Microvascular endothelial cells differ in basal and hypoxia-regulated expression of angiogenic factors and their receptors.

Phenotypically and functionally different types of microvascular endothelial cells (MVECs) derived from the developing corpus luteum were isolated and characterized by our group. We investigated whether these cytokeratin-positive (CK+) and cytokeratin-negative (CK-) MVECs differed in the expression of angiogenic factors and their regulation under hypoxia.

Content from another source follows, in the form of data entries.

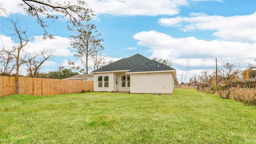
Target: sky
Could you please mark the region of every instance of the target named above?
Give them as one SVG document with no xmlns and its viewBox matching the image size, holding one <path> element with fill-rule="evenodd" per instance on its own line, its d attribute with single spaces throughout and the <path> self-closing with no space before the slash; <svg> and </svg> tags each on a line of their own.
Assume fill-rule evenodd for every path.
<svg viewBox="0 0 256 144">
<path fill-rule="evenodd" d="M 86 2 L 96 14 L 88 23 L 94 24 L 101 33 L 108 60 L 116 61 L 136 54 L 150 59 L 170 59 L 178 81 L 182 77 L 185 82 L 207 69 L 213 72 L 216 58 L 218 67 L 223 62 L 242 62 L 240 66 L 244 68 L 248 63 L 255 64 L 256 0 Z M 20 20 L 20 26 L 27 28 L 29 37 L 34 36 L 27 50 L 38 52 L 46 48 L 54 52 L 54 60 L 46 62 L 40 72 L 55 71 L 60 66 L 68 68 L 68 60 L 80 65 L 74 57 L 76 50 L 70 44 L 70 36 L 76 34 L 67 30 L 66 20 L 48 21 L 47 30 L 55 38 L 42 40 L 43 30 L 18 6 L 22 2 L 1 1 L 0 6 Z M 10 34 L 10 24 L 6 16 L 1 16 L 1 48 L 2 46 L 11 48 L 18 41 Z M 92 62 L 89 66 L 93 68 Z M 21 74 L 25 73 L 23 70 Z"/>
</svg>

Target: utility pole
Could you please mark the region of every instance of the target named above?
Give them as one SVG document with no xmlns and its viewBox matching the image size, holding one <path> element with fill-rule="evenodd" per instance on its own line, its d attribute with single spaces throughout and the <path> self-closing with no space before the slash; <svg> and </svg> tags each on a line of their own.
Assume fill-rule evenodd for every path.
<svg viewBox="0 0 256 144">
<path fill-rule="evenodd" d="M 180 88 L 181 88 L 181 83 L 182 82 L 182 76 L 183 76 L 183 72 L 182 72 L 182 74 L 181 75 L 181 80 L 180 81 Z"/>
<path fill-rule="evenodd" d="M 216 77 L 215 78 L 216 79 L 216 86 L 217 86 L 217 58 L 216 58 Z"/>
</svg>

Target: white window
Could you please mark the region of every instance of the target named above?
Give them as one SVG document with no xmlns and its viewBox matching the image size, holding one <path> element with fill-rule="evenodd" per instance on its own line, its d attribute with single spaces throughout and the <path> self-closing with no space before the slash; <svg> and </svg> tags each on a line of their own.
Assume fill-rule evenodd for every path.
<svg viewBox="0 0 256 144">
<path fill-rule="evenodd" d="M 104 76 L 104 87 L 108 88 L 108 76 Z"/>
<path fill-rule="evenodd" d="M 127 76 L 127 79 L 126 79 L 126 77 Z M 126 87 L 127 86 L 127 87 L 130 86 L 130 76 L 122 76 L 122 87 Z"/>
<path fill-rule="evenodd" d="M 130 76 L 127 76 L 127 86 L 130 87 Z"/>
<path fill-rule="evenodd" d="M 99 88 L 102 87 L 102 76 L 98 76 L 98 87 Z"/>
<path fill-rule="evenodd" d="M 122 87 L 125 87 L 125 76 L 122 76 Z"/>
</svg>

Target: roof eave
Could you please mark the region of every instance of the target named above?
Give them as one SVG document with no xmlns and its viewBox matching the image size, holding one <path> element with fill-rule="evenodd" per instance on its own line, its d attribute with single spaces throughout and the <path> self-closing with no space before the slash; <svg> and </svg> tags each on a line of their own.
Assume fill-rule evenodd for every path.
<svg viewBox="0 0 256 144">
<path fill-rule="evenodd" d="M 99 74 L 99 73 L 110 73 L 110 72 L 126 72 L 129 71 L 130 70 L 114 70 L 114 71 L 104 71 L 104 72 L 92 72 L 91 74 Z"/>
<path fill-rule="evenodd" d="M 126 74 L 143 74 L 143 73 L 157 73 L 157 72 L 175 72 L 176 74 L 176 70 L 159 70 L 159 71 L 144 71 L 144 72 L 127 72 L 125 73 Z"/>
</svg>

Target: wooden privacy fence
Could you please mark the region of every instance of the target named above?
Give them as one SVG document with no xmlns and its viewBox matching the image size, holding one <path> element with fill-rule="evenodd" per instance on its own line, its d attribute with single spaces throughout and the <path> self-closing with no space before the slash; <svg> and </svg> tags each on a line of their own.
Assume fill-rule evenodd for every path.
<svg viewBox="0 0 256 144">
<path fill-rule="evenodd" d="M 0 97 L 15 93 L 16 78 L 0 76 Z M 19 77 L 19 94 L 51 95 L 93 92 L 93 81 Z"/>
</svg>

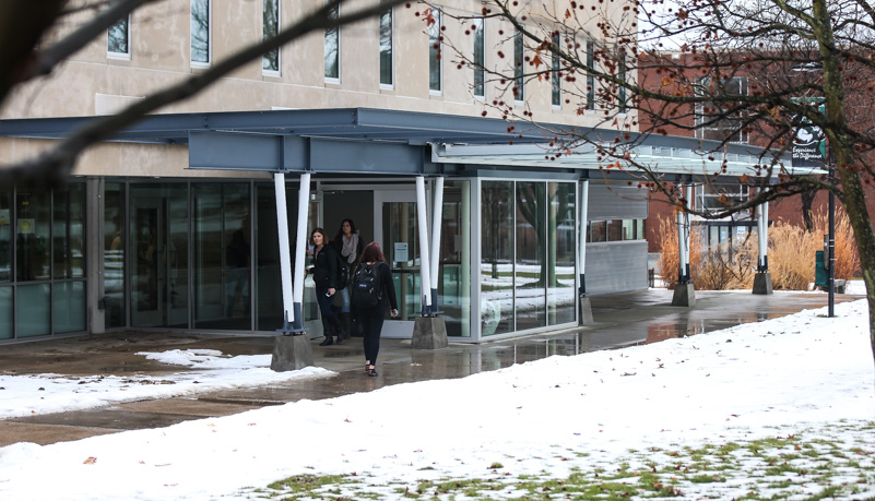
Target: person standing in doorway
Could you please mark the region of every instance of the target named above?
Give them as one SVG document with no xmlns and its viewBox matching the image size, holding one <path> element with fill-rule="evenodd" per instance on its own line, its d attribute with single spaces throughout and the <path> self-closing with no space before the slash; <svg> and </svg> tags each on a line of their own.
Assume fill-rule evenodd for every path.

Using quantitative RT-PCR, VEGF and its receptors, Flk-1 and Flt-1, were detected in CK- MVECs. The mRNA expression of Flk-1 mRNA was 100 times as high as that of Flt-1 mRNA. CK+ MVECs expressed VEGF and Flt-1 mRNA, but were devoid of Flk-1 transcripts. No Ang-1 mRNA was demonstrated in either cell type, and Ang-2 mRNA was found only in CK- MVECs. Tie-2 mRNA was detected in both MVEC types, but levels were 150 times as high in CK- MVECs as in CK+ MVECs. mRNA of hypoxia-inducible factors Hif-1alpha and Hif-1beta was expressed in both MVEC types. After hypoxia, neither VEGF, nor Flk-1, nor Tie-2 mRNA expression was altered in either MVEC type. Flt-1 expression and Ang-2 mRNA expression were significantly increased at about 2.5-fold (P < 0.05) in CK- MVECs, but not in CK+ MVECs. Our study demonstrates the varying expression and regulation of angiogenesis-related factors and receptors in phenotypically different MVEC types.